Why the World’s Largest Companies are Investing in Renewable Energy
With discussions focusing on renewable energy at the World Future Energy Summit in Abu Dhabi this week, a recently-released report from Calvert Investments, Ceres and World Wildlife Fund (WWF) shows that most of the world’s largest companies aren’t waiting on governments to embrace renewable energy and lower emissions.
The report, Power Forward: Why the World’s Largest Companies are Investing in Renewable Energy, shows that a strong majority of Global 100 companies have set a greenhouse gas (GHG) emissions reduction commitment, a renewable energy commitment, or both.
“Nearly two-thirds of the largest global companies have committed to reduce emissions and increase their use of renewable energy. It’s more obvious than ever that businesses recognize that clean energy makes good business sense,” says Samantha Smith, head of WWF’s Global Climate and Energy Initiative. “They see value in diversifying their energy supply, securing long-term energy price certainty that protects them from volatile fossil fuel prices, and realizing large cost savings, particularly on energy efficiency investments.”

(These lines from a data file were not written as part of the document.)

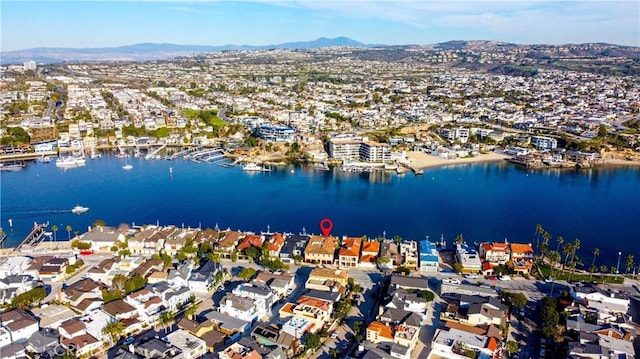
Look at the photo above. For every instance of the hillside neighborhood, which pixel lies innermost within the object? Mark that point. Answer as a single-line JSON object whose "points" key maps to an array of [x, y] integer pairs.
{"points": [[153, 291]]}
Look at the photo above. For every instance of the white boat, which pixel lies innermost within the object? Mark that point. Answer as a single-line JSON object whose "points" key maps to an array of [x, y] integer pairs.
{"points": [[79, 210], [11, 166], [252, 167], [70, 161], [44, 159]]}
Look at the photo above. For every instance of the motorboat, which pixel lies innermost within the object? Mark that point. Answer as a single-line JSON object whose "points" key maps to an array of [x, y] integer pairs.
{"points": [[11, 166], [79, 209], [252, 167], [70, 162]]}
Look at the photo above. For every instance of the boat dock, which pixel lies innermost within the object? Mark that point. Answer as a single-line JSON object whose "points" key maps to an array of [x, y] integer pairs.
{"points": [[34, 237]]}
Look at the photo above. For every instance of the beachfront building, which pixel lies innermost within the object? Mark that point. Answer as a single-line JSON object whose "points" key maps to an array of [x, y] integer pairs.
{"points": [[544, 142], [370, 250], [320, 250], [349, 253], [271, 133], [359, 148], [468, 258], [495, 253], [428, 257]]}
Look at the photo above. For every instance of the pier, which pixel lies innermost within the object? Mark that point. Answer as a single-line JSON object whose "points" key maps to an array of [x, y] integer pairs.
{"points": [[34, 237]]}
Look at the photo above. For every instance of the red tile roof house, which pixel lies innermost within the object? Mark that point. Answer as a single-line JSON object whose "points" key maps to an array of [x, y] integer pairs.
{"points": [[349, 253]]}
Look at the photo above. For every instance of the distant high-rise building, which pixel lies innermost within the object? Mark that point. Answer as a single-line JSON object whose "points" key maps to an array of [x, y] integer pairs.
{"points": [[29, 65]]}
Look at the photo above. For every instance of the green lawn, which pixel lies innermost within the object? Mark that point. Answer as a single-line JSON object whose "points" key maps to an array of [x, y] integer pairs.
{"points": [[559, 275]]}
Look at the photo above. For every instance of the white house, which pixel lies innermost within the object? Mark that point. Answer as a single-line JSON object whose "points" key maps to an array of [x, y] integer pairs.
{"points": [[190, 345], [241, 308]]}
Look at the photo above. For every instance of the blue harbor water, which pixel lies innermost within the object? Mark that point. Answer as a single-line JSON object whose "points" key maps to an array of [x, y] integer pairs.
{"points": [[483, 202]]}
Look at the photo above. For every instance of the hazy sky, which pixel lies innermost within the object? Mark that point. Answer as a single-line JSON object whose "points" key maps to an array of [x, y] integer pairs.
{"points": [[27, 24]]}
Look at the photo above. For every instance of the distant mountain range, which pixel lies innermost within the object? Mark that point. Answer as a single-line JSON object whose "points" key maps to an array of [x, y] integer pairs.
{"points": [[153, 51]]}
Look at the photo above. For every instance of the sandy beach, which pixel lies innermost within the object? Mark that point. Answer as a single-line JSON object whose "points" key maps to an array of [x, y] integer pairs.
{"points": [[421, 160]]}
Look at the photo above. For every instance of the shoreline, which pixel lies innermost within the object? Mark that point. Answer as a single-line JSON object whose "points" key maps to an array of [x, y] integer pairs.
{"points": [[421, 160]]}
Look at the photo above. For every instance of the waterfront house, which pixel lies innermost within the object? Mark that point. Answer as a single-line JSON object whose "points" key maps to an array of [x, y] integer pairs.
{"points": [[320, 250], [495, 253], [522, 257], [276, 242], [370, 250], [178, 239], [202, 280], [103, 238], [468, 258], [391, 252], [19, 324], [428, 257], [250, 240], [349, 253], [80, 290], [409, 253], [228, 243], [294, 245], [14, 265], [327, 279]]}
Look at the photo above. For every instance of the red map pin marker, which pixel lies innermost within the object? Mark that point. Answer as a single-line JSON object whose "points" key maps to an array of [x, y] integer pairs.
{"points": [[326, 225]]}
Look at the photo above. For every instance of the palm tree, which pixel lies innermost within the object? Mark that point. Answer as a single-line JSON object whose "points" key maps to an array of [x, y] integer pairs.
{"points": [[596, 252], [113, 330], [539, 231], [603, 270], [567, 249], [69, 229], [54, 228], [630, 262], [560, 240], [554, 258]]}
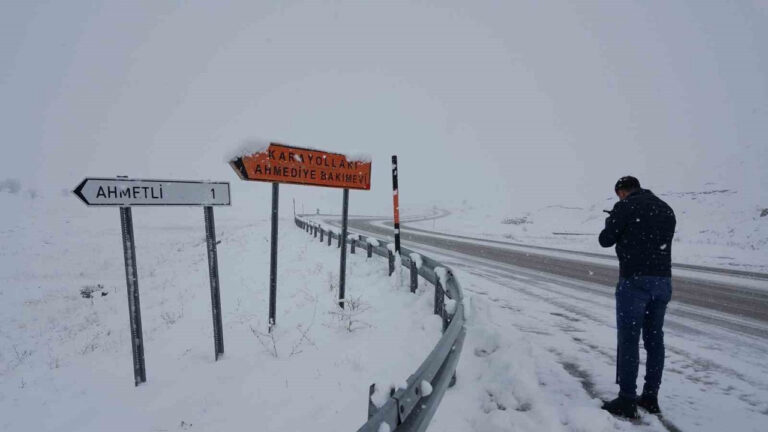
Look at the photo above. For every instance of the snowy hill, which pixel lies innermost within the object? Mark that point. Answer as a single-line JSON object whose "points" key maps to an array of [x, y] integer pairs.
{"points": [[65, 352]]}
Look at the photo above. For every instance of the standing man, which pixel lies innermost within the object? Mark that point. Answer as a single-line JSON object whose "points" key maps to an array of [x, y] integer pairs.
{"points": [[641, 226]]}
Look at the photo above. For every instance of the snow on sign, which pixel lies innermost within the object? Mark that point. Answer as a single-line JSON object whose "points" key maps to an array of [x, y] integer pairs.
{"points": [[284, 164], [134, 192]]}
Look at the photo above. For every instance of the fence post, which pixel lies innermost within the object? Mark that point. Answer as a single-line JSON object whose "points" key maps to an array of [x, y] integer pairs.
{"points": [[439, 293], [371, 406]]}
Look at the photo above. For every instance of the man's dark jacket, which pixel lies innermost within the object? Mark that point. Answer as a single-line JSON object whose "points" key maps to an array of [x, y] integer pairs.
{"points": [[641, 226]]}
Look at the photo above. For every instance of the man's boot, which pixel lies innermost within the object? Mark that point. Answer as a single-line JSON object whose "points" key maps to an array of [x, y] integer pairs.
{"points": [[622, 407], [650, 403]]}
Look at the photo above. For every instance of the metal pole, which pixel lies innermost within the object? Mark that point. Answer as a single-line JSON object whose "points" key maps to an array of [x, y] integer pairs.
{"points": [[396, 203], [273, 256], [343, 241], [134, 309], [213, 272]]}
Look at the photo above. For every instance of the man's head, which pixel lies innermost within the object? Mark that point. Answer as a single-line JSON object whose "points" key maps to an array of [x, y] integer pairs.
{"points": [[625, 186]]}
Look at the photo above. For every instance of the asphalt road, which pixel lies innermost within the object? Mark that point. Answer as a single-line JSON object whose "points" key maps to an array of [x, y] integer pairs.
{"points": [[712, 294]]}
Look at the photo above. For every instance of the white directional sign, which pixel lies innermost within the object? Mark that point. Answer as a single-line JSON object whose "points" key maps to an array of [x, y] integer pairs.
{"points": [[134, 192]]}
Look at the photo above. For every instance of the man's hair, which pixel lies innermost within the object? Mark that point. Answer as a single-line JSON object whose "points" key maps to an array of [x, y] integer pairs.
{"points": [[627, 183]]}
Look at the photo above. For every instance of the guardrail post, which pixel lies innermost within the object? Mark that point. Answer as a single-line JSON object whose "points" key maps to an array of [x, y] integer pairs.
{"points": [[371, 406]]}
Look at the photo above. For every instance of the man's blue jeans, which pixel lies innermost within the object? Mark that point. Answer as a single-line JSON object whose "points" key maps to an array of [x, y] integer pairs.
{"points": [[641, 302]]}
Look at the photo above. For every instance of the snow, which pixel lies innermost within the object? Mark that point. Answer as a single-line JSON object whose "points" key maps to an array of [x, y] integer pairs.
{"points": [[442, 274], [450, 306], [426, 388], [539, 358], [716, 226], [70, 354]]}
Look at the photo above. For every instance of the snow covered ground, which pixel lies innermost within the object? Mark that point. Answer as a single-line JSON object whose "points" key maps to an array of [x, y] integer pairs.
{"points": [[65, 360], [538, 356], [716, 226]]}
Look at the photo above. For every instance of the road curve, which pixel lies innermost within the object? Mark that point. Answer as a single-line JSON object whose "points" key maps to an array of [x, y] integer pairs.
{"points": [[714, 294]]}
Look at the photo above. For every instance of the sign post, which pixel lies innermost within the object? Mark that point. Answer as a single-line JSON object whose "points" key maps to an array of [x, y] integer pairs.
{"points": [[134, 309], [280, 163], [343, 268], [127, 193]]}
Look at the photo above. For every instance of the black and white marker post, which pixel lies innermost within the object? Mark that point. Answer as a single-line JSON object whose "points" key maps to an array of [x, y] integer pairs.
{"points": [[213, 272], [134, 309], [396, 204], [343, 239], [127, 193]]}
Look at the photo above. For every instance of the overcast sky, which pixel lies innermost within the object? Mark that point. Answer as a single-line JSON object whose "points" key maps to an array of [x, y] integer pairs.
{"points": [[515, 103]]}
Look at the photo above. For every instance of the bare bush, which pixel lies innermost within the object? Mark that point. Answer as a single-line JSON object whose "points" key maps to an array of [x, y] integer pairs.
{"points": [[348, 317], [10, 185]]}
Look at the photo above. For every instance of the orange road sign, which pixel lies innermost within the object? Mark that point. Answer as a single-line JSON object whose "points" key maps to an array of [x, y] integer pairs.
{"points": [[284, 164]]}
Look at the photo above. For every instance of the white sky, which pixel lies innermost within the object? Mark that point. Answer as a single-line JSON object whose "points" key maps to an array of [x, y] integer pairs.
{"points": [[517, 103]]}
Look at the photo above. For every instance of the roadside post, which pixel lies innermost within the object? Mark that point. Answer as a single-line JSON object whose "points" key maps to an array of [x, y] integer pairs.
{"points": [[279, 163], [396, 204], [273, 256], [343, 244], [126, 193]]}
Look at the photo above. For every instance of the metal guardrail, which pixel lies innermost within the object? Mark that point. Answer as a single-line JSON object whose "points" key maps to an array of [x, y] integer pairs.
{"points": [[408, 409]]}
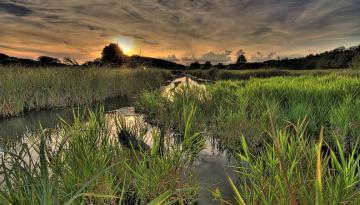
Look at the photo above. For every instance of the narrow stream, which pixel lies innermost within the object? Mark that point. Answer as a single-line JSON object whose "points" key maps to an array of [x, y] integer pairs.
{"points": [[31, 121], [211, 166]]}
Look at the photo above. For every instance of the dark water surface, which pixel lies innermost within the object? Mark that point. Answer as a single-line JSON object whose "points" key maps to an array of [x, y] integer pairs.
{"points": [[211, 166], [31, 121]]}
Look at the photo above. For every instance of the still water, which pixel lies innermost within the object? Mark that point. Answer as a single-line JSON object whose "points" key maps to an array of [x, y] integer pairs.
{"points": [[211, 166], [32, 121]]}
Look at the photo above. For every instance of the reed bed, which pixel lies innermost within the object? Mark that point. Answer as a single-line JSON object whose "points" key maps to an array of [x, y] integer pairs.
{"points": [[81, 163], [294, 140], [24, 89]]}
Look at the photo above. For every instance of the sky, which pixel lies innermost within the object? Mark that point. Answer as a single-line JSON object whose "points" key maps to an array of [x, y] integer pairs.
{"points": [[182, 31]]}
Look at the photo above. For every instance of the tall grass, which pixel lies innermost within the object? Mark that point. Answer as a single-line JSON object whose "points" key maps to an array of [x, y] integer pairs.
{"points": [[296, 172], [232, 108], [81, 163], [23, 89]]}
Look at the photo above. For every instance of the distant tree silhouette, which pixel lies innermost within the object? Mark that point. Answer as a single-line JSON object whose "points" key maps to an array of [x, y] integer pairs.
{"points": [[241, 60], [70, 61], [3, 56], [46, 60], [207, 65], [195, 65], [112, 54], [220, 66]]}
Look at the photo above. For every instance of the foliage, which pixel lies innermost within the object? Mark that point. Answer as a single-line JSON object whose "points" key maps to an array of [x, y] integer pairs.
{"points": [[82, 164], [241, 60], [232, 108], [291, 166], [112, 54], [355, 62], [28, 89]]}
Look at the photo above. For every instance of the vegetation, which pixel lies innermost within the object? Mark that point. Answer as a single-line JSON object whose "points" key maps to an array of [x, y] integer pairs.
{"points": [[278, 166], [217, 74], [355, 62], [292, 170], [24, 89], [83, 163]]}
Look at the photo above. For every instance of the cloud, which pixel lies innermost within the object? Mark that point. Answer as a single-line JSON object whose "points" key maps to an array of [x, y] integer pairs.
{"points": [[15, 9], [214, 57], [261, 57], [172, 58], [240, 52], [185, 28]]}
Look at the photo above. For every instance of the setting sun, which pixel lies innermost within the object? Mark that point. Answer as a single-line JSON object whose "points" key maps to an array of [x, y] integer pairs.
{"points": [[126, 43]]}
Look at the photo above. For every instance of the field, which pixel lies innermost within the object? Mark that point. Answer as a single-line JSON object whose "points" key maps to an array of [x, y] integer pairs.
{"points": [[293, 140], [25, 89], [214, 74]]}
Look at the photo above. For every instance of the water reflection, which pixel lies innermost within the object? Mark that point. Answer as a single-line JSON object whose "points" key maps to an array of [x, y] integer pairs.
{"points": [[31, 121]]}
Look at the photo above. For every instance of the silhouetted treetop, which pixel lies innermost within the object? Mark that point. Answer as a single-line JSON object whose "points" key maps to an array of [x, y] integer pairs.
{"points": [[70, 61], [207, 65], [241, 60], [195, 65], [3, 56], [112, 54]]}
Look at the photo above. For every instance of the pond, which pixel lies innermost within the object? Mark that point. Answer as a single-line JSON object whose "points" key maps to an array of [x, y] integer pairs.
{"points": [[32, 121]]}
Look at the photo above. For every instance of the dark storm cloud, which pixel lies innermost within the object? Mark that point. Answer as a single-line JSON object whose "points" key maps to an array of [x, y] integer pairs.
{"points": [[172, 58], [214, 57], [15, 9], [185, 28]]}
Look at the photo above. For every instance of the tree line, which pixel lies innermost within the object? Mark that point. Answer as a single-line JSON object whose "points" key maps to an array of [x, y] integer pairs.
{"points": [[113, 56]]}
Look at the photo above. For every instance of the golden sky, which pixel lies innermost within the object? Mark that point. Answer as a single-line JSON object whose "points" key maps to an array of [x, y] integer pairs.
{"points": [[179, 30]]}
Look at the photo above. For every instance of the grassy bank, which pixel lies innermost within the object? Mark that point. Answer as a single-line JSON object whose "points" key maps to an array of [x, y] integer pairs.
{"points": [[231, 108], [294, 139], [23, 89], [83, 164]]}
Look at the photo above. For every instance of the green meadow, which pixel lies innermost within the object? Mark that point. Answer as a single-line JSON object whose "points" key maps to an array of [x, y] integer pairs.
{"points": [[25, 89], [292, 140]]}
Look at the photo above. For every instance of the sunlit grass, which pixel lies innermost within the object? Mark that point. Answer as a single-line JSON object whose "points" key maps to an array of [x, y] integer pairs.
{"points": [[81, 164], [23, 89]]}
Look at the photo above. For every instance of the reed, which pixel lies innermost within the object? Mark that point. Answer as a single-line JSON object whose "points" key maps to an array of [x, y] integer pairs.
{"points": [[24, 89]]}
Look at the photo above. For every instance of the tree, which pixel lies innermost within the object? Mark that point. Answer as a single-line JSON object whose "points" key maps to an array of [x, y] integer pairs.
{"points": [[241, 60], [112, 54], [195, 65], [220, 66], [46, 60], [207, 65], [355, 62]]}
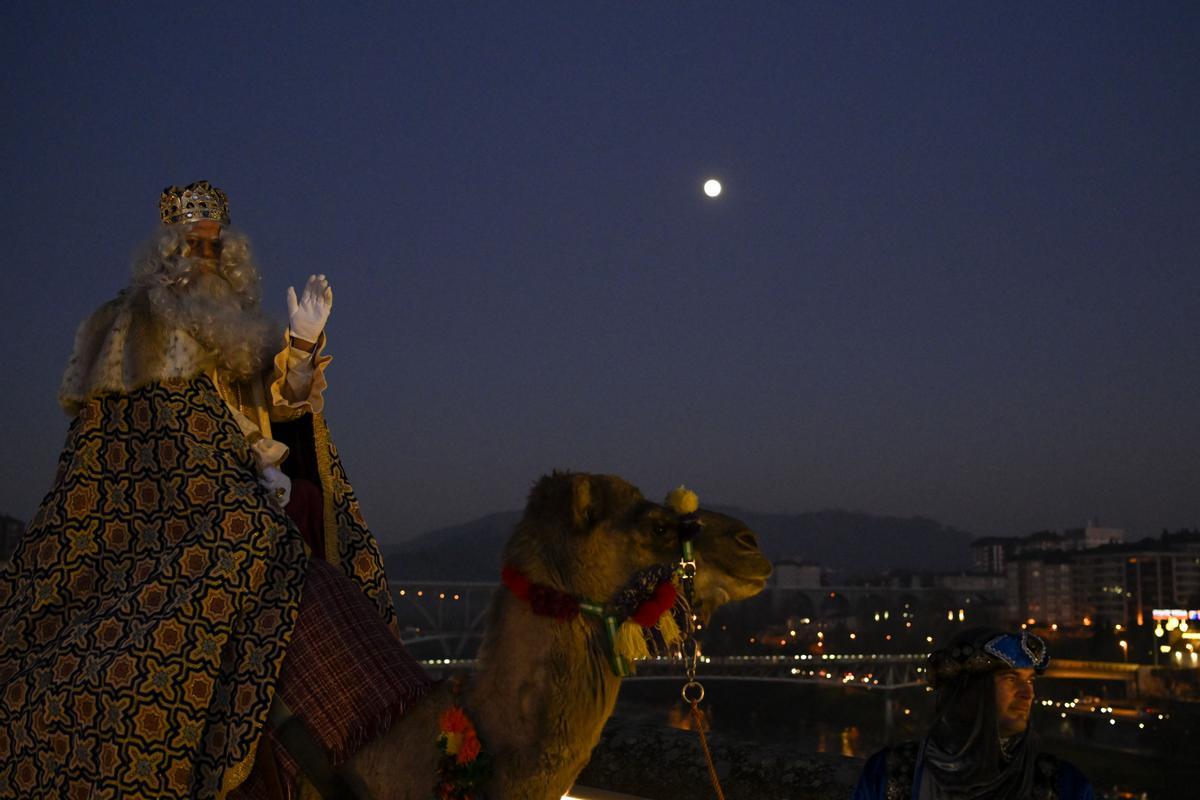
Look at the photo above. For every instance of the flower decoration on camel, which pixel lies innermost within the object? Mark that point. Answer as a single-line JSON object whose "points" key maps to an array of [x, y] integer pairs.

Through two dozen interviews with Fortune and Global 100 executives and analysis of public disclosures, the report finds that clean energy practices are becoming standard procedures for some of the largest and most profitable companies in the world. Among other key findings, the report shows that:
- 102 companies from the combined 171 companies in the Fortune 100 and Global 100 have set GHG reduction goals (60 percent).
- Of those, 24 companies have set specific goals for renewable energy use (14 percent), with others using renewable energy to meet their GHG goals.
- Many companies are shifting from purchasing short-term, temporary Renewable Energy Credits (RECs) to longer-term investment strategies like Power Purchase Agreements (PPAs) and on-site projects, indicating a long-term commitment to renewable energy and reaping the benefits of reduced price volatility.